At eight a.m., Dottie Wyandotte walked into the Examiner newsroom and could see something was terribly wrong.
Police were in Gerry Bradford’s office and the editor in chief’s face was stricken. He’d misbuttoned his shirt. Five staffers were standing together, their arms crossed or dangling at their sides, their faces dismayed. Pam Gibbons, Dottie’s assistant, had been crying.
Bradford looked toward her and rose, saying something to the police. He stepped outside and walked to her.
“What?” she blurted. “Tell me.”
“It’s Fitz. He was killed last night.”
“Oh, God. No, no!” Dottie’s hands were shaking. She set down her Starbucks tea, sloughed her computer bag, let it slide to the floor. Tears welled.
Gibbons noticed her boss and made a beeline. They embraced.
“Pam.”
The women separated and, lassoing the emotions, Dottie said in a low voice, “What happened?”
Bradford nodded to the police. “They said it was meth cookers. That story he was working on? They shot him... And then burned his house down, destroyed all his files, notes, contacts. They found meth on the front doorknob and stair railing. A fentanyl patch by the curb. I mean, they’ll investigate, but we knew those tweakers were dangerous. He was...” Bradford’s thought caught. “Fitz was dead before the fire. You want to sit down?”
“No.”
“Fuck. I can’t believe it.”
The first time the pristine editor in chief had ever used an obscenity, to her knowledge.
“He has family,” she said.
“A son. They called him, the police did. He and his wife’re on their way here.”

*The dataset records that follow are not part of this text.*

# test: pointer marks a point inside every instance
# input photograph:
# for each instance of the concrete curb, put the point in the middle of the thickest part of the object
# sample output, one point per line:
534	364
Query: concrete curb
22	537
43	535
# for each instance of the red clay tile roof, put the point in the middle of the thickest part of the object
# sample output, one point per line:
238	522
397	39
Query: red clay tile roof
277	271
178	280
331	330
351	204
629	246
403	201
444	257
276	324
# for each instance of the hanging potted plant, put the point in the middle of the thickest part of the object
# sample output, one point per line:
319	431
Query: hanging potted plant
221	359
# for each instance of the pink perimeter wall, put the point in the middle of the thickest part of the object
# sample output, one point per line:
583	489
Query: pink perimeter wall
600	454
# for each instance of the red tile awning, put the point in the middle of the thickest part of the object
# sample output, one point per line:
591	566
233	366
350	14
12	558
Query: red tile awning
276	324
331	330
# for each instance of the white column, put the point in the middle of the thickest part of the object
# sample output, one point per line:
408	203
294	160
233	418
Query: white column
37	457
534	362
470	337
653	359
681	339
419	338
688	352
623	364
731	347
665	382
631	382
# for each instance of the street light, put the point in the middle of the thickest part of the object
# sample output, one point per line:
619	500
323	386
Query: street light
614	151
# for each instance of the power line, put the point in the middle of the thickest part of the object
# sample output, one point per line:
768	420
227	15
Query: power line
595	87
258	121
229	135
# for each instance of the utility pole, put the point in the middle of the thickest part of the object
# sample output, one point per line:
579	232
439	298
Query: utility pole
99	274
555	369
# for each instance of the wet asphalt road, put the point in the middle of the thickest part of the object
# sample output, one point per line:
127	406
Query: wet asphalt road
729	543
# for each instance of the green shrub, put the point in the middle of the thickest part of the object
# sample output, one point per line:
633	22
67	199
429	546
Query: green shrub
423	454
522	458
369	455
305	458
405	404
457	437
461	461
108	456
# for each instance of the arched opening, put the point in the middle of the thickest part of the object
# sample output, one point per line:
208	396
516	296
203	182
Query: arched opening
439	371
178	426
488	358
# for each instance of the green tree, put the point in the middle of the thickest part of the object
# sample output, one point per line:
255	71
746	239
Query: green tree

Dottie had noted a picture of Fitz, his wife and an athletic-looking teenage boy. It was in the center of the wall behind his desk here. She could turn and look at it now. She didn’t.
“Dottie?” Bradford asked.
She looked up from the floor.
“Did you know that he had cancer?”
“Fitz?”
“Yeah.”
“I didn’t. But the coughing. And the lozenges. I should have guessed.”
“No, that was pollen. He was allergic. It’s pancreatic. It’d spread. I just thought I’d tell you. Not that it makes any difference.”
“Not a bit of difference,” Dottie said angrily.
Bradford nodded. “I better go back. They have some more questions. They’ll want to talk to you too, the police.”
“Sure. Of course.”
“I’ll come up with an obit. We don’t have anything in the morgue on him.”